Realistically, I'm not sure how we would do Option 2 without overriding our existing mechanism for detecting and rejecting duplicates. I'm not convinced it is a good idea to bypass that process.
@darbyfrey Do we have a number for how many projects have items in their allowlist but don't have the allowlist enforced? I'm wondering how low this edge case is.
Also, out of those projects, how many of them have auth log items over the 200 limit?
This makes sense, but I think we can do it without the user-added entries being lost. I've proposed a change in this MR which can accomplish this. This means the resulting allowlist will ensure access to all the projects listed in the authorization log, and that the user-added entries will remain untouched.
@bonnie-tsang In that case, I don't think we need to add any extra warning to the user since their already added items will not be lost and they can safely revert.
We should make sure we make this clear in the documentation - and customers can self-select to do their own, manual deletion if there is a group/project overlap (basically to free up limit if needed).
Thanks @darbyfrey@jocelynjane@shampton for the discussion and alignment on moving forward with Option 1.
I've updated the design in #509883 (closed)+ to address the feedback received, and it should reflect the direction we've chosen.
Hi Darby, wanted to check in. From what I understand you were taking on the work for the frontend development here. Do we think we will be able to complete prior to 17.9? Also linking out to this backend issue as well given they are connected.
Thanks @mgandres! I updated the issue description with a rough breakdown of work. Feel free to adjust to a breakdown that makes sense for you. I'll put my name next to any of the items I'm working on.

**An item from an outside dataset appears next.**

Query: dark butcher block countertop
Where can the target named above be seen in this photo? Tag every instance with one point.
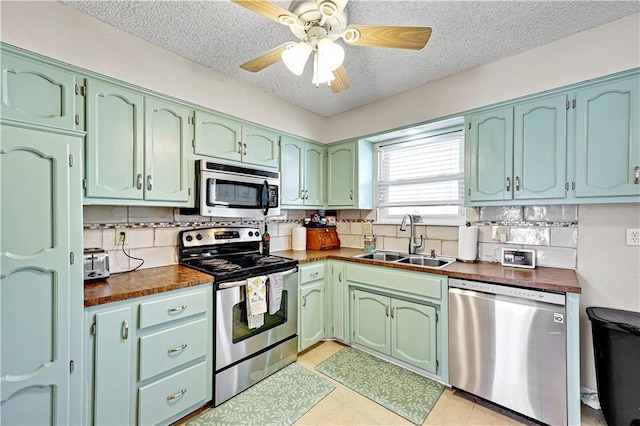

FYI I also split "Show warning when adding entries exceeds allowlist limit" and the feature flag rollout as a separate tasks in the feature breakdown in the description.
!177465 (merged) is done, just waiting for the maintainer to merge, and !177785 (merged) is in review now, so hopefully those blockers will be cleared soon.
@darbyfrey For the design for checking if adding entries will exceed the allowlist limit, do you know how I can get the value for the limit, or what I should be checking for it? I'd probably need to lower the number on my gdk for testing purposes as well.
@darbyfrey Is the 200 limit inclusive of both projects and groups, or is it a limit that's applied separately to both entities? I see that there's a GROUP_LINK_LIMIT in https://gitlab.com/gitlab-org/gitlab/-/blob/master/app/models/ci/job_token/group_scope_link.rb#L13 (separate from PROJECT_LINK_DIRECTIONAL_LIMIT) so I wanted to know if I should be checking the combined projects and groups in the allowlist or if I should be doing a separate check for projects and groups.
Oh wait, I just realized. I guess the GROUP_LINK_LIMIT shouldn't matter since the auth log should only consist of projects, is that right? So we only need to check the project limit.
Hi @mgandres, good question! It's a tad confusing, but the short answer is that we should be using the limit in PROJECT_LINK_DIRECTIONAL_LIMIT and not combining it with GROUP_LINK_LIMIT.
The compaction process can produce a list of project and group links of 200 or less. It could be 200 projects, or 200 groups, or some combination. So we set the upper limit of each type to 200 to ensure that it will work correctly in any of these cases. Does that make sense?
Hey @mseferian-jenkins! I think this will carry over to %17.10. Frontend-wise, there are still two MRs that need to be merged. The description should be updated with the current status of these MRs.
!180827 (merged) is in review, though currently it's missing some documentation that still needs to be written (perhaps to be added in another MR if this one gets merged first). Edit: Ah we already have the docs MR in !181294 (merged)
!179212 (merged)was in review, but there are some UX discussions in !179212 (comment 2338051370) that require changes from the initial design. I'm currently working on these, then it can move forward with the review.